InSyBio Suite overview
InSyBio Suite is an integrated platform providing tools for biological data management, secured storage and analysis based on the Cloud model of Software as a Service (SaaS). All the services are delivered through the Internet without requesting clients to purchase any additional equipment or software. InSyBio Suite is competitive because of its valuable analysis tools that cover the most fields of the experimental biological data.
InSyBio Suite tools
The Intracellular interaction analysis tool for analyzing proteins, their interactions and predicting their functionality.
Proteins are the functional components of many cellular processes and the identification of their physical Protein-Protein Interactions (PPIs) is an area of mature academic research. InSyBio Interact enables users to combine a variety of sequential, structural and functional information using a high performance machine learning technique to predict a confidence score for each protein pair. This confidence score indicates the probability of these two proteins to interact. Users are able to tune this confidence score and extract their own datasets as well as obtaining only positives or negative interactions. Moreover, InSyBio Suite also provides visualization and meta-analysis of the Protein Interaction Networks. The protein interaction networks are clustered using a novel methodology to extract information about the protein complexes which the proteins form to perform specific tasks. These complexes and the overall PPI networks may be visualized using an interactive visualization module.

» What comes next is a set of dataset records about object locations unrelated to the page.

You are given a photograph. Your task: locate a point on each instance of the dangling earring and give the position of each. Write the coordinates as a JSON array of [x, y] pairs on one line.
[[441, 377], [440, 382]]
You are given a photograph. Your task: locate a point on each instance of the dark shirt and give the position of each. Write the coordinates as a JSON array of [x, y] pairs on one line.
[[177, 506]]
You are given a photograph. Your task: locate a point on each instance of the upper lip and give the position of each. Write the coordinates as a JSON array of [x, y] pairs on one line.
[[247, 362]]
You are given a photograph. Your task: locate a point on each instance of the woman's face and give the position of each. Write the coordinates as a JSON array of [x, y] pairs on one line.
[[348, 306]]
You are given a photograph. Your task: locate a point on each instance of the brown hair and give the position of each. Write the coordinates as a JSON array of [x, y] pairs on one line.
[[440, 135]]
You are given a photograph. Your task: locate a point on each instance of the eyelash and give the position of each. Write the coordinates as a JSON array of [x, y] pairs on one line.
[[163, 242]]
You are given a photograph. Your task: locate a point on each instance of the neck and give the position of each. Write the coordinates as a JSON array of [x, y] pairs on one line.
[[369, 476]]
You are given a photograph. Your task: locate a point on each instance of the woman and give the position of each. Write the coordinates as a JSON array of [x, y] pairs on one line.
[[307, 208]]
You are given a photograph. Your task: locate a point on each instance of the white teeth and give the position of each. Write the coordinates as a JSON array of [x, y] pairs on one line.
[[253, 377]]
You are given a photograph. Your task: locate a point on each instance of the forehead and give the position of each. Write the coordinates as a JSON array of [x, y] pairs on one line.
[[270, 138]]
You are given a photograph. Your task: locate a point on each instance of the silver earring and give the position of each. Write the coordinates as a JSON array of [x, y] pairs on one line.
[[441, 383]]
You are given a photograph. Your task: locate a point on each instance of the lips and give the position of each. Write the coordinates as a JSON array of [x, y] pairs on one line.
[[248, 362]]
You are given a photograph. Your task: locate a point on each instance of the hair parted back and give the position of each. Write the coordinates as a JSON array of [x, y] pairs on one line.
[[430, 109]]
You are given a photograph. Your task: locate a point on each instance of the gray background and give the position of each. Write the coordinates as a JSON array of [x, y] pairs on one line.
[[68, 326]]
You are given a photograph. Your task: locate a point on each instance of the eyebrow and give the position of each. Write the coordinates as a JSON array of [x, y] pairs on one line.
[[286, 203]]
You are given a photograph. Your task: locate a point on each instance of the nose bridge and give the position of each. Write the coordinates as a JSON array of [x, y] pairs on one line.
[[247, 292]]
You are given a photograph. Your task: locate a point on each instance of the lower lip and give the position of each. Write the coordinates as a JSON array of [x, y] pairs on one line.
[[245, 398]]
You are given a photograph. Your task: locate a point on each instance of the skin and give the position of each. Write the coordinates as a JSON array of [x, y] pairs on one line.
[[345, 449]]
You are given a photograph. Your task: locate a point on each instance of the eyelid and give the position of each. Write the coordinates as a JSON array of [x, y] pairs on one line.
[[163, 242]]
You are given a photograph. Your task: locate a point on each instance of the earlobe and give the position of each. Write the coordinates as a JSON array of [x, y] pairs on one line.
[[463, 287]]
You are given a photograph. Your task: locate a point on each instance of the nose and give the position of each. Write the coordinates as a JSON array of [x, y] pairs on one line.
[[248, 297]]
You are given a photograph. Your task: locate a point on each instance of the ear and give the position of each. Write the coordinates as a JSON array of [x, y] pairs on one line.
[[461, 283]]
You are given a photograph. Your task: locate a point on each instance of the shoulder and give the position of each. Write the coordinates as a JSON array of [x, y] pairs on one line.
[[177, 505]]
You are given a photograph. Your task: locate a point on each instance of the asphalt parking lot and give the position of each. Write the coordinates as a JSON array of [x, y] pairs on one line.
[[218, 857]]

The Non-coding RNA analysis tool for predicting and analyzing non-coding RNAs and miRNA target genes.
Non-coding RNA genes are RNA sequences transcribed from DNA, but not translated to proteins. Their identification as well as the identification of the genes they regulate is a promising research area. Non-coding RNA analysis is conducted by the calculation of the 58 most informative features described in literature and miRNA-miRNA targets interactions analysis by the 125 most informative ones. These analyses along with high performance machine learning techniques allow the computational prediction of miRNA genes and of their target genes. The results are stored in a knowledge base equipped with information retrieval tools which allows users to produce and extract their own datasets.
The Biological networks analysis tool for the meta-analysis and visualization of interaction networks and for the functional characterization of intra-cellular molecules.
Proteins do not function independently but they form structural protein complexes. Their identification and characterization from computational techniques deploying PPI networks is an open problem. A set of four state-of-the-art algorithms (MCL, RNSC) is provided to enable the effective clustering of interaction networks. Users are able to import their data on a user friendly interface, select the parameters for the algorithms and evaluate their results using literature evaluation datasets or their own datasets. Moreover, two basic algorithms for the functional characterization of intra-cellular molecules are provided (MVPA and HDPA algorithms). This module also offers a variety of network analysis (haircut filters, neighborhood analysis) and visualization services.